After watching and following a few Fusion360 tutorials I figured enough out to generate the parts and the result is decently retro.
it fit almost perfect over an edison bulb light I had that was already space themed.
I cut it with medium draftboard. Didn’t have the time or tools to make sure it was a good fit in the proofgrade material. I ended up printing two of the circle holding sections and it was a loose fit, but good enough to keep the kids occupied. Plus it gives them something to glue
I’m thinking about making a version that has shelves instead of an open center, so the kids can send their hatchimals to space.
I’m new to fusion 360, is it possible to share the actual cad files? I’d appreciate seeing how you put it together.
Regardless, Thanks from myself and all the kids over having a space themed pancake breakfast!
It looks great as a lamp. That version is slotted for 0.15 material, and I get a decent friction fit with cardboard, but yes eighth inch material would be kind of loose fitting. I made a version for some supposedly eighth inch plywood I get at a local craft store, but unfortunately that was about 0.1175 in width, not really near proofgrade dimensions at all. That kind of variability in “eighth inch material” is super annoying.
A hatchimals rocket sounds like a neat idea. You could take those svg files and remove the interior circles from the bulkheads so they become shelves for passengers. Next challenge, leave an opening in the side for a door.
It looks like there’s an option to download a version for Fusion360 (upper right corner), which hopefully will let you load it and look around. The design contains a parameter (modify -> Change Parameters) named “material_thickness” which will adjust the slots for a different source material width. Also note how I incorporated the laser kerf into the slot width calculation. Fusion360’s parametric nature is very useful for this sort of thing.

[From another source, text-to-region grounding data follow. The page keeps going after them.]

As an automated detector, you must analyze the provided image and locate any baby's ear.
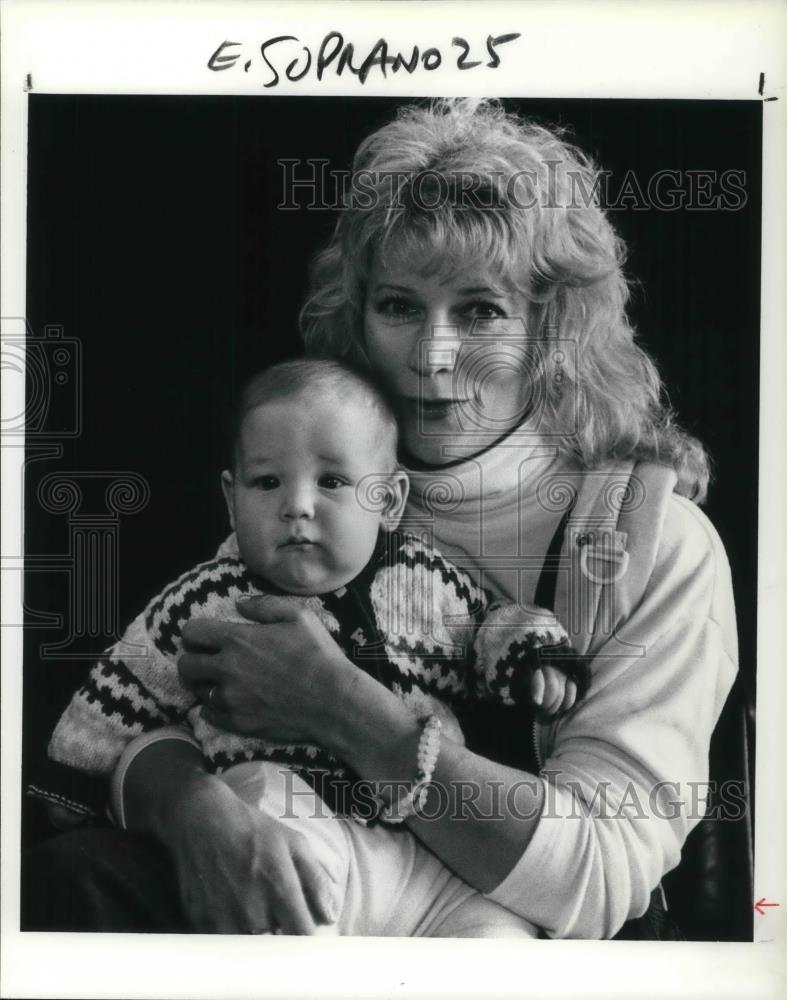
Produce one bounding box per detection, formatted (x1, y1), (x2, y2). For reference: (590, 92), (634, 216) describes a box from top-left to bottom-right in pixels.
(381, 470), (410, 532)
(220, 470), (236, 530)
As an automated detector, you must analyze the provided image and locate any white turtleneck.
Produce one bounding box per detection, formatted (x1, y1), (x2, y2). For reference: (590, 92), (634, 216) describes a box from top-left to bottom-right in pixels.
(404, 437), (567, 605)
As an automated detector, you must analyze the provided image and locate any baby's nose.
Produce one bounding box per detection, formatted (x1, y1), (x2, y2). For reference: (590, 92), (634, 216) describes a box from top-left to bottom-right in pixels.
(280, 486), (315, 520)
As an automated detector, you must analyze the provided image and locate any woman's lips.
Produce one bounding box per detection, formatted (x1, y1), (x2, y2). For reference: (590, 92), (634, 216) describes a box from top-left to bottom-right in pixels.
(402, 397), (470, 421)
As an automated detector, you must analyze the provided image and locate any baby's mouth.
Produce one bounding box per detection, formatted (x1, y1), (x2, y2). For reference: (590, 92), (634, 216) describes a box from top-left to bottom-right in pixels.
(280, 537), (316, 549)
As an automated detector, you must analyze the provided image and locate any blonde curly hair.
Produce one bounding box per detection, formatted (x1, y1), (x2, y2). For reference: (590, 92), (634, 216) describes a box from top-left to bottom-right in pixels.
(300, 98), (710, 502)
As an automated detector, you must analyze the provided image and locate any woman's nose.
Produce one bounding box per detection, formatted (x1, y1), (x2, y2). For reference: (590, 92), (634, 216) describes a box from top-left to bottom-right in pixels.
(280, 486), (315, 520)
(408, 310), (461, 375)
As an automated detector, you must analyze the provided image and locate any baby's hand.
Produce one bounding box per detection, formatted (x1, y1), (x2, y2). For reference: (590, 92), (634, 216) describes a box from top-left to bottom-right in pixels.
(473, 601), (591, 717)
(530, 666), (577, 716)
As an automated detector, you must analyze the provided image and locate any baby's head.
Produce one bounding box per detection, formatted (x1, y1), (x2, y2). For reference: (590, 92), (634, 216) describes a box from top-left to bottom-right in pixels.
(221, 358), (409, 595)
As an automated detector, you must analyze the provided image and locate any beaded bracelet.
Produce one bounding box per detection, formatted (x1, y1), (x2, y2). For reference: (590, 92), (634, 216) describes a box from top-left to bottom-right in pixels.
(377, 714), (443, 825)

I’ll warn you though, I’m still learning Fusion, and the workflow for getting that design into the forge isn’t really optimal. I have to export the rib and bulkhead sketches generated by the last four steps as DXF files, then import those into Inkscape for layout. Unfortunately, splines in Fusion (which I used to generate the shape of the rib) can’t be imported to Inkscape. Fortunately though the slots and other straight lines do export, so I just fill in the gaps using Inkscape, being sure to keep the slots exactly the same size and in exactly the same relation to each other. I had an exported picture of the rib which I imported into Inkscape so I could trace over it in there. All a bit annoying, but it works.
In my second design I avoided using splines altogether, so the workflow to svg is much more straightforward.
Fusion360 is well worth your investment of effort though, it’s a very powerful modeling tool.
Hello, I think you lead me to my next project for a novice like me!
I never cut corrugated cardboard before. I happen to have .15 sheets. What settings worked for you? I checked and everyone seems to be different and I don’t want to start a fire if I start with the wrong starting point
For non-PG settings you’ll need to look over in Beyond the Manual – that’s the only place we’re allowed to discuss them, lest we upset the FNLs. A search for “cardboard settings” brought back this thread that should prove useful: Settings for Cutting/Scoring Corrugated Cardboard
As geek2nurse pointed out, there are a lot of cardboard settings in Beyond the Manual. A couple things to note. The first is that what works for one piece of cardboard won’t work the same for the next. Cut it enough and you can start to make fine adjustments to your settings just be studying the cardboard. The second is you’re fighting a battle between charred edges and cutting all the way through. Unlike draft board and plywood where the charred edge is either something that works or is something you want to make go away, with cardboard the charred edge adds the extra fun of sooty fingers. If you dial it back you wind up with something like a perforated cut. This is fine for a lot of things, but can be problematic on more intricate designs.